Problems and the context in which they occur
Allyson claims that she has been experiencing feeling of depression. She claims she is always sad, tired, and angry and feels hopeless. For her, everything seems gray. She reports that she lost interest in activities which she was interested in before, and upset about the fact that she lost interest in raising Rose. According to Allyson, she first started feeling depressed after she gave birth to Rose. Allyson claims that her doctor did not diagnose her as experiencing postpartum depression. About 3 weeks later, her mood up lifted again but her symptoms worsened past year or so. In addition, she claims she experiences abnormal sleep pattern which causes her to over sleep about 12 hours and 14 hours. She alluded that the onset of the condition was about 7 month ago and which is considered to be concurrent with depression.

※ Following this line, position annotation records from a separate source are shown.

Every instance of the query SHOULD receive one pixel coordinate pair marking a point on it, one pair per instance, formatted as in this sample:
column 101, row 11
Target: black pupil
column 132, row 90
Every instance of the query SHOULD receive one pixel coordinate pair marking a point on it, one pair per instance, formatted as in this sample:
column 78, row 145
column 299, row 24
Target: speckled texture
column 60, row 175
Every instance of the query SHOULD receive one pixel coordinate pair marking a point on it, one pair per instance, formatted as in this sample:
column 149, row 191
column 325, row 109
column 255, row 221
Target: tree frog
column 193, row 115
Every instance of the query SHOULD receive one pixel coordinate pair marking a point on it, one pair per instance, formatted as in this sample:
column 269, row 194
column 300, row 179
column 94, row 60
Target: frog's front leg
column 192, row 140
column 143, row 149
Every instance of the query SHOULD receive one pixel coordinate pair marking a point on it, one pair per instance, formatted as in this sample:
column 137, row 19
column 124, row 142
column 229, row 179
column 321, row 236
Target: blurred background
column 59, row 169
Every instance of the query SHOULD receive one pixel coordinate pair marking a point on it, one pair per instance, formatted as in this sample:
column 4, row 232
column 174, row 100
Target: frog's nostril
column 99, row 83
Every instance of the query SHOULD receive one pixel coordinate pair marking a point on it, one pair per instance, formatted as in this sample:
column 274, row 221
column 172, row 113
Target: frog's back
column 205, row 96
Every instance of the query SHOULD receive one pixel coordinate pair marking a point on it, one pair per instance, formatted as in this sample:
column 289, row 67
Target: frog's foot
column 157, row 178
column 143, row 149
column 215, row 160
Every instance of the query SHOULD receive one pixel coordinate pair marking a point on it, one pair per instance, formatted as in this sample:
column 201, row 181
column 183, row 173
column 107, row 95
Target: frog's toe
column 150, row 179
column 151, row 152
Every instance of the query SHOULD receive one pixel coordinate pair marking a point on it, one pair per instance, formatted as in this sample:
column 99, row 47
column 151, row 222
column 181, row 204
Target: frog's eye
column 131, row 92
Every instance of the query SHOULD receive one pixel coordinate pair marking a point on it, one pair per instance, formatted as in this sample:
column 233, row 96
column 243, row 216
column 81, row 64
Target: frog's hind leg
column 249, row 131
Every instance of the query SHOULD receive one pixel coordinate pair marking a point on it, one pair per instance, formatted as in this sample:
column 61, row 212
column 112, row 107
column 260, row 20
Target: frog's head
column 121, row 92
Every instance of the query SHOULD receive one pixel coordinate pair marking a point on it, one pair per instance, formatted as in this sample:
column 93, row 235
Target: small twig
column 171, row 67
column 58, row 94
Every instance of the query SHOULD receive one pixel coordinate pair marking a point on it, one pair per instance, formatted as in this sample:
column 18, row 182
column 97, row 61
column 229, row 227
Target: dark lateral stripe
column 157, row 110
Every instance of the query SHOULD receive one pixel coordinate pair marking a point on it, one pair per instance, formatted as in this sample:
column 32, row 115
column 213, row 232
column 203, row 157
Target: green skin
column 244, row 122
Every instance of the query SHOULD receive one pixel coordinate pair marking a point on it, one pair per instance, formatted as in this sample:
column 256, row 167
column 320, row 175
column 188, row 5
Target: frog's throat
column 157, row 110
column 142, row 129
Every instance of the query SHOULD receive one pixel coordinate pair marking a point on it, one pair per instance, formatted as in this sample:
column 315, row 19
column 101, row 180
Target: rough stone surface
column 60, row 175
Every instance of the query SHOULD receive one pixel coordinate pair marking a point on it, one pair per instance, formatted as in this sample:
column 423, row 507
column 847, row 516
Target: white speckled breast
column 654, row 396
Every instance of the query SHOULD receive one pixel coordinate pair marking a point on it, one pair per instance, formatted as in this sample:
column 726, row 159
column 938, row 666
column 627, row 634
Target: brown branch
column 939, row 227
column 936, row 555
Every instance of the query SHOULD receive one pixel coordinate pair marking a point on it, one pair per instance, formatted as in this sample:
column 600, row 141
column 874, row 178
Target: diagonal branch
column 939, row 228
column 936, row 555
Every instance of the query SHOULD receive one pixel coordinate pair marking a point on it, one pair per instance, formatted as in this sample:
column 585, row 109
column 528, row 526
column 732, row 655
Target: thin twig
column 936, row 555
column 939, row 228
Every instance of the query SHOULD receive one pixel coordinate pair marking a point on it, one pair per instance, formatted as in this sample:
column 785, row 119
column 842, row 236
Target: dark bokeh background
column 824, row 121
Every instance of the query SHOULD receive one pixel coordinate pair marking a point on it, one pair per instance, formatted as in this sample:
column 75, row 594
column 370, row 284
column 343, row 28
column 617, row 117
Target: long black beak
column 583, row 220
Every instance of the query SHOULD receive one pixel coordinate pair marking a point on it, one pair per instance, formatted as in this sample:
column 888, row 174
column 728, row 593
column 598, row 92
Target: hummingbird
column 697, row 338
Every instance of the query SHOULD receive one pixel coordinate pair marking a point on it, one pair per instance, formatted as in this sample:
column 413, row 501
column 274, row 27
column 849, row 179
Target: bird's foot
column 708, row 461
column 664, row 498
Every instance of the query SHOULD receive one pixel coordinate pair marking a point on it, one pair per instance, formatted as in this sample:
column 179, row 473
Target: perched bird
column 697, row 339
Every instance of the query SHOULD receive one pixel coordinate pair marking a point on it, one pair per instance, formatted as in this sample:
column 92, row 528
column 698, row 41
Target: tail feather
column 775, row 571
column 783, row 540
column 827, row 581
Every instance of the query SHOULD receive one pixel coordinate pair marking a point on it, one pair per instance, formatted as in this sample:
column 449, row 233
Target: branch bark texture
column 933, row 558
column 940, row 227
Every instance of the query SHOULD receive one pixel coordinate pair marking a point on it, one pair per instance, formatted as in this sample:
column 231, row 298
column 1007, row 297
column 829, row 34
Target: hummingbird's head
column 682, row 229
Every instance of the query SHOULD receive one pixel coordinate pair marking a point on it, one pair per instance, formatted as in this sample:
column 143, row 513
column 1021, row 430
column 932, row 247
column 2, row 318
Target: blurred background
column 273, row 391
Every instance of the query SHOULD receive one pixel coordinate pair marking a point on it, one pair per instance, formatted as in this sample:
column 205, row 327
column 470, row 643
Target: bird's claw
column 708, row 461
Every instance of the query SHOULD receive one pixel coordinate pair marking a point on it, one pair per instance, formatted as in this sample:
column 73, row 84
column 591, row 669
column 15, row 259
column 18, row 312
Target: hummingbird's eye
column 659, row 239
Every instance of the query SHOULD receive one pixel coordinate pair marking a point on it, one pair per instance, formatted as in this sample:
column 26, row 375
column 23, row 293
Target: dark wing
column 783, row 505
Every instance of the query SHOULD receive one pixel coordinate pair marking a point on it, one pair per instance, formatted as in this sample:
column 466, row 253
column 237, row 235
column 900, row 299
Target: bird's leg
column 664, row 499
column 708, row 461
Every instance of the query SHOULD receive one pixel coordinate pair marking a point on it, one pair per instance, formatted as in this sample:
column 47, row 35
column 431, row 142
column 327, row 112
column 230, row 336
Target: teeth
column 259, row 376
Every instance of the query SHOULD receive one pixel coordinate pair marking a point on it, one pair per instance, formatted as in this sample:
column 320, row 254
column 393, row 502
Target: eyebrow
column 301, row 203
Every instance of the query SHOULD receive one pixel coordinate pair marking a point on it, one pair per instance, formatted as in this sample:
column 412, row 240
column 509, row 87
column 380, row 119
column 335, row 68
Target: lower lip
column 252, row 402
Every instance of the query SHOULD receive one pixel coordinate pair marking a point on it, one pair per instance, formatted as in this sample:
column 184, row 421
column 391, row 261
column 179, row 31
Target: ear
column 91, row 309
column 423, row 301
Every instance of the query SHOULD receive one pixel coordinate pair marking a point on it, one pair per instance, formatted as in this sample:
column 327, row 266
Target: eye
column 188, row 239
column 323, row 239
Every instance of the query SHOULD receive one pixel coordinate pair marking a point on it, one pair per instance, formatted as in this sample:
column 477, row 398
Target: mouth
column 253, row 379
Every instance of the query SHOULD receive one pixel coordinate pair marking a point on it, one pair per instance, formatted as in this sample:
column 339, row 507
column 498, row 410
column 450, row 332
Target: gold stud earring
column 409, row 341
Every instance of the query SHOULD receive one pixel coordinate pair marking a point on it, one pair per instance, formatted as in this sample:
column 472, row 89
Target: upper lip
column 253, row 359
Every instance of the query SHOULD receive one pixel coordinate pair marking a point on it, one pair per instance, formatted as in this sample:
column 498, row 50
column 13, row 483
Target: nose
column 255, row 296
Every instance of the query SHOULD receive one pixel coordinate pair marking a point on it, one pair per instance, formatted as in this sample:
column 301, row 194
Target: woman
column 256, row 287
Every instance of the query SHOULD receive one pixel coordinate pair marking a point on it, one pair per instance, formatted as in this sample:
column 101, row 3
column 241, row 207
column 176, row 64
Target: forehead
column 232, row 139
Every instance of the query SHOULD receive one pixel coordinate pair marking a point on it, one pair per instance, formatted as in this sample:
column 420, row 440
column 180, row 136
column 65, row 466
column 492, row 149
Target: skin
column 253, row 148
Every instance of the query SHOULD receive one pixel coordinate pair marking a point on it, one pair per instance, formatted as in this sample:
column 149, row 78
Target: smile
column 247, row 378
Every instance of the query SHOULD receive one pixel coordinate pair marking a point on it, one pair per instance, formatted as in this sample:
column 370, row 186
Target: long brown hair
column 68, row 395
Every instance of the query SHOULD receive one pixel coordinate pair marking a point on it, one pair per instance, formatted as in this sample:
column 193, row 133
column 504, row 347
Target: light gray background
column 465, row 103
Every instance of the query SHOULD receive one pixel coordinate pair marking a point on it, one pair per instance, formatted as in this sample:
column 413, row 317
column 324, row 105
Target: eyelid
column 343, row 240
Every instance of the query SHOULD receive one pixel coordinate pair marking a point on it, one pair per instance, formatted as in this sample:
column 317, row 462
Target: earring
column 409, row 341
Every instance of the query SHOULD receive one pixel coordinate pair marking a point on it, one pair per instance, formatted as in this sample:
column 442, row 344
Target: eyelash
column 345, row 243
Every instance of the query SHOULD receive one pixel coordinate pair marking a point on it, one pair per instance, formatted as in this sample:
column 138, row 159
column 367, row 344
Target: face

Source of referral, and a brief overview of personal, family and occupational context
It seems Allyson self referred herself to a treatment since she reports none of the doctors she saw diagnosed her as having depression. Allyson grew up in the family who experienced holocaust and according to her, her mother also experienced depression. She reports that she has experienced feeling depressed as early as she was 13. However, according to Allyson, her family does not admit weakness and does not believe in therapy, she did not get proper treatment which may have worsened her symptoms. Allyson was not a good student at high school and college. She did not go through any significant traumatizing events such as loss of close people, abuse, bullying and so on. Allison worked for a telecommunications company for eight years before her marriage to Roy and their moving to New York. She now works as a consultant while raising Rose. She is financially very stable due to her husband who is a medical doctor and herself working as a consultant.
Diagnosis
Axis I
296.32 Major Depressive Disorder, Recurrent, Mild without Psychotic Features; 307.44 Hypersomunia Related to Major Depressive Disorder
Axis II
No Diagnosis
Axis III
Complication of Pregnancy; Childbirth
Axis IV
Threat of Job loss; Parenting Skills
Axis V
GAF = 70
DSM-IV TR states that to be diagnosed as having Major Depressive Disorder, individual needs to experiences 2 or more Major Depressive Episodes of the symptoms on the list. Of those, followings are what are reported by Allyson.
1. She claims that she experience depressing mood most of the day.
2. Her interest in all or almost all activities diminished. They include interest in sex, their daughter and activities which she was interested in before onset of the disease.
3. She experience decrease in appetite which results in significant weight loss which she claims to be something positive since she perceives herself as over weight.
4. She experience hypersomunia which result her to sleep 12 to 14 hours a day on weekends.
5. In addition, she experience excessive fatigue or energy loss. These fatigue because her not being able to concentrate on the job and commuting to the job is now a big trouble for her.
6. Because of her malfunctioning and loss of interest, she blames herself and fears that she will lose everything. This results in suicidal thoughts in her.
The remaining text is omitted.